In the last week, you have implemented all necessary structures for an LSM storage engine, and your storage engine already supports read and write interfaces. In this week, we will deep dive into the disk organization of the SST files and investigate an optimal way to achieve both performance and cost efficiency in the system. We will spend 4 days learning different compaction strategies, from the easiest to the most complex ones, and then implement the remaining parts for the storage engine persistence. At the end of this week, you will have a fully functional and efficient LSM storage engine.
* [Day 1: Compaction Implementation](./week2-01-compaction.md). You will merge all L0 SSTs into a sorted run.

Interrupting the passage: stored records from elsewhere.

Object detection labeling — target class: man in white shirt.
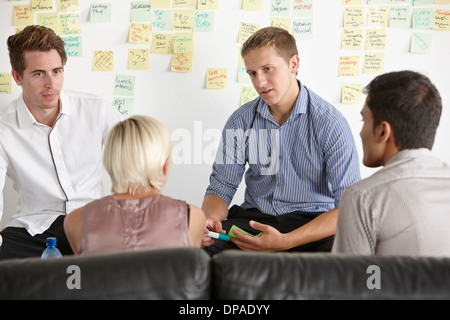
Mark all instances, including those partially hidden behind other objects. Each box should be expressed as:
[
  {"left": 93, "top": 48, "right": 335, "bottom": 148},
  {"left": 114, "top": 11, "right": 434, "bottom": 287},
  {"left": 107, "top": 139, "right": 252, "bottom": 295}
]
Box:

* [Day 2: Simple Leveled Compaction](./week2-02-simple.md). You will implement a classic leveled compaction algorithm and use compaction simulator to see how well it works.
* [Day 3: Tiered/Universal Compaction](./week2-03-tiered.md). You will implement the RocksDB universal compaction algorithm and understand the pros/cons.
* [Day 4: Leveled Compaction](./week2-04-leveled.md). You will implement the RocksDB leveled compaction algorithm. This compaction algorithm also supports partial compaction, so as to reduce peak space usage.
* [Day 5: Manifest](./week2-05-manifest.md). You will store the LSM state on the disk and recover from the state.
* [Day 6: Write-Ahead Log (WAL)](./week2-06-wal.md). User requests will be routed to both memtable and WAL so that all operations will be persisted.
* [Day 7: Write Batch and Checksums](./week2-07-snacks.md). You will implement write batch API (for preparation for week 3 MVCC) and checksums for all of your storage formats.
Let us talk about compaction first. In the previous part, you simply flush the memtable to an L0 SST. Imagine that you have written gigabytes of data and now you have 100 SSTs. Every read request (without filtering) will need to read 100 blocks from these SSTs. This amplification is read amplification -- the number of I/O requests you will need to send to the disk for one get operation.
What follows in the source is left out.